Wednesday, October 2, 2013

The Autumn Season at Mesa Verde.

Roy and I have been to Mesa Verde National Park four times, once for every season; each time we have found something new to look at, or seen something from a totally new viewpoint.  Since it is October and the fall season of the year has begun, I am going to introduce you to Mesa Verde in the Fall.  The leaves are turning color, or already begun falling off the tree limbs, giving the ruins a new type of framework to view them from.  Between the four seasons, we have taken over 600 photos, so picking out just a few to give enjoyment was difficult, so not every set of ruins will be displayed; have to save something for the other seasons you know.

Point Lookout (Butte above Park entrance)
Mesa Verde National Park is huge; I recommend spending an entire day to be able to see as many ruin sites as possible, and perhaps take one of the ranger guided tours.  The Visitors Center used to be 15 miles from the park entrance, but it has been rebuilt at the entrance, so you can gather all your information and get tour tickets.  The long winding roadway is overseen by Point Lookout; this butte can be seen for miles and is basically the park's "Welcome, you have arrived!" sign.

The first viewpoint you can park at has a stone and wooden balcony from which you can look over the Mancos Valley, and see the Rocky Mountains beyond.  At Park Point, you will have a short hike upwards that will afford you a magnificent view of the Montezuma Valley.  Park Point is also the highest point of Mesa Verde at 8572 feet above sea level.

View of Montezuma Valley from Park Point.

While there are plenty of sites along the way, on this Fall excursion we drove directly to the museum area.  The concrete walkway down to Spruce Tree House ruins is located there; it's about a three mile roundtrip hike with a short offshoot path to a petroglyph area.  Before getting to the ruins, there is a short primitive pathway to a cave like area; a pretty detour.

Spruce Tree House

Spruce Tree House is a long and deep set of ruins which are roped off to keep people from climbing onto or walking through them.  There is a Kiva that can be accessed though via a very sturdy rope bound wooden ladder, and a Park ranger available to answer questions (and to make sure visitors behave).  One cannot help to wonder if anyone from the past is peeking through one of the many windows.

There are many signs throughout Mesa Verde, so it's just a matter of choice which road you wish to explore first, and you can always loop around to catch whatever sites you've missed the first time around.  We went towards the Sun Point Viewpoint where we could walk around the outside of the Sun Temple, before seeing the cliff ruins further down.  At the Sun Temple, you're best bet is to get a good window or doorway viewpoint for a photo; the walls are high and difficult to see over, since they cannot be climbed on.  My hubby likes this particular type of photo I take; he calls it the "Windows to the Past".
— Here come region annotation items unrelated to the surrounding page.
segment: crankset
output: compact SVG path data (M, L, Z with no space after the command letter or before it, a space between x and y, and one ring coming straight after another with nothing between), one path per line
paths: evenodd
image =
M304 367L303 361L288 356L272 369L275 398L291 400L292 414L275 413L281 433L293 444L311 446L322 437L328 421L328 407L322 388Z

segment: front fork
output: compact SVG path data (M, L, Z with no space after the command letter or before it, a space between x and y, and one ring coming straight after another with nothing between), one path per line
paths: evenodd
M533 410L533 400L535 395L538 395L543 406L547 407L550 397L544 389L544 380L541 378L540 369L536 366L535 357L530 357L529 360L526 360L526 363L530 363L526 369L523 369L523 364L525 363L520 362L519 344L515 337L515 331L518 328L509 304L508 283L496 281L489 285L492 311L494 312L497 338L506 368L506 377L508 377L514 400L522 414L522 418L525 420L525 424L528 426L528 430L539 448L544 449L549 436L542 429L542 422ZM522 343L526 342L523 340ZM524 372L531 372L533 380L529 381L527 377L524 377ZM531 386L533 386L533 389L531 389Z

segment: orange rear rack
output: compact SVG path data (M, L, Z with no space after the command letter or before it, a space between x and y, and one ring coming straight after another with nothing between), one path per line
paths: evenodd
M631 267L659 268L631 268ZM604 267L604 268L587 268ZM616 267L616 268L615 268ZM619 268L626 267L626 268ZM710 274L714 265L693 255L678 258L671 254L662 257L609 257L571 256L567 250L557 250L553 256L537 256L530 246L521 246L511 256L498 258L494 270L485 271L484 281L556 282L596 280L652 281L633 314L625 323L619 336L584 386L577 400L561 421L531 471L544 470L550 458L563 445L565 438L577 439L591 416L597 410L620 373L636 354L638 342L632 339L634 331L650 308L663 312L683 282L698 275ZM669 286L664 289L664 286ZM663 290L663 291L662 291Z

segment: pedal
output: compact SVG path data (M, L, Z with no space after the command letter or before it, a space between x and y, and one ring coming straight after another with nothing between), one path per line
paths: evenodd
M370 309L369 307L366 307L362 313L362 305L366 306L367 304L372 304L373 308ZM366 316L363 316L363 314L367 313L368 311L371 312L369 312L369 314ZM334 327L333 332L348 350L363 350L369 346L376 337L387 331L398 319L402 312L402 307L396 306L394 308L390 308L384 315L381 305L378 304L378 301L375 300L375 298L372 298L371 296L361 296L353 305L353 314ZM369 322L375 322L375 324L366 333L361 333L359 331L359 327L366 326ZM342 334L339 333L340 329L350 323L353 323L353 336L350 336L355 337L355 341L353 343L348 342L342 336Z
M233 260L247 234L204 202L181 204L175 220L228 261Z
Behind the Sun Temple you can walk along the fence line and see ruins across the way; for closer views, drive to each designated viewpoint.

Oak Tree House

Fire Temple

Fire Temple (main section)

The Cliff Palace

The road towards The Cliff Palace (ranger guided tours available) will also lead you towards an often missed site, Hemenway House.

Hemenway House

Looking across another canyon, The House of Many Windows is hidden inside a cliff face; use the informational board as a guide to be able to find it. At the time I took this photo, I didn't have my zoom lens yet, so crawled out onto a ledge to get this shot.

House of Many Windows

Speaking of canyons, don't be in a rush to get from site to site; take the time to enjoy the scenery and perhaps have a spiritual moment or two.

In the area called "Far View" can be found different sets of ruins; the Coyote Village can be accessed by walking a dirt pathway through a "forested" area.  Once there, you can walk into the ruins themselves, touch the stonewalls, and look into the several Kivas, one of which has wooden poles lining its walls.

Mesa Verde in the Fall; amazing and beautiful, and wait till you see it in the other seasons.